D. Lacustrine. The Lacustrine System includes wetlands and deepwater habitats with all of the following characteristics:

(1) situated in a topographic depression or a dammed river channel; (2) lacking trees, shrubs, persistent emergents, emergent mosses or lichens with greater than 30% areal coverage; and (3) total area exceeds 8 ha (20 acres). Similar wetland and deepwater habitats totalling less than 8 ha are also included in the Lacustrine System if an active wave-formed or bedrock shoreline feature makes up all or part of the boundary, or if the water depth in the deepest part of the basin exceeds 2 m (6.6 feet) at low water. Lacustrine waters may be tidal or nontidal, but ocean-derived salinity is always less than 0.5 parts per thousand.

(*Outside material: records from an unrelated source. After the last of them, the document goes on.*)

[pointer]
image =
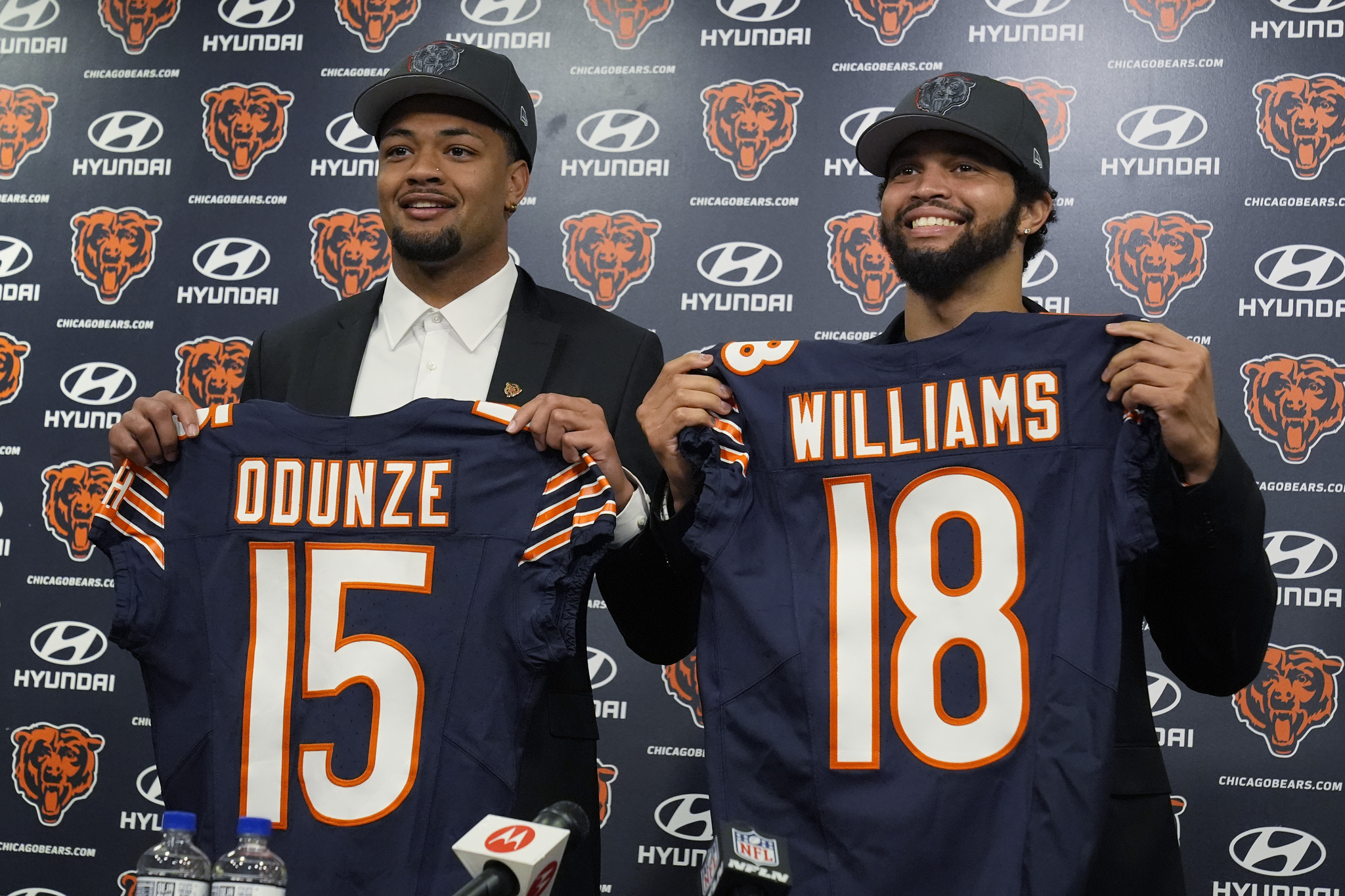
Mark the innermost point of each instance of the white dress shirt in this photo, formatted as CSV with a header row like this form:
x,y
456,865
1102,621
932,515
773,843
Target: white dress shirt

E. Palustrine. The Palustrine System includes all nontidal wetlands dominated by trees, shrubs, persistent emergents, emergent mosses or lichens, and all such wetlands that occur in tidal areas where salinity due to ocean derived salts is below 0.5 parts per thousand. It also includes wetlands lacking such vegetation, but with all of the following four characteristics: (1) area less than 8 ha (20 acres); (2) active wave-formed or bedrock shoreline features lacking; (3) water depth in the deepest part of basin less than 2 m (6.6 feet) at low water; and (4) salinity due to ocean-derived salts is less than 0.5 parts per thousand.

F. Eusaline. Eusaline is the term used to characterize waters with salinity of 30 to 40 parts per thousand due to land-derived salts.

G. Mixosaline. Mixosaline is the term used to characterize waters with salinity of 0.5 to 30 parts per thousand due to land-derived salts.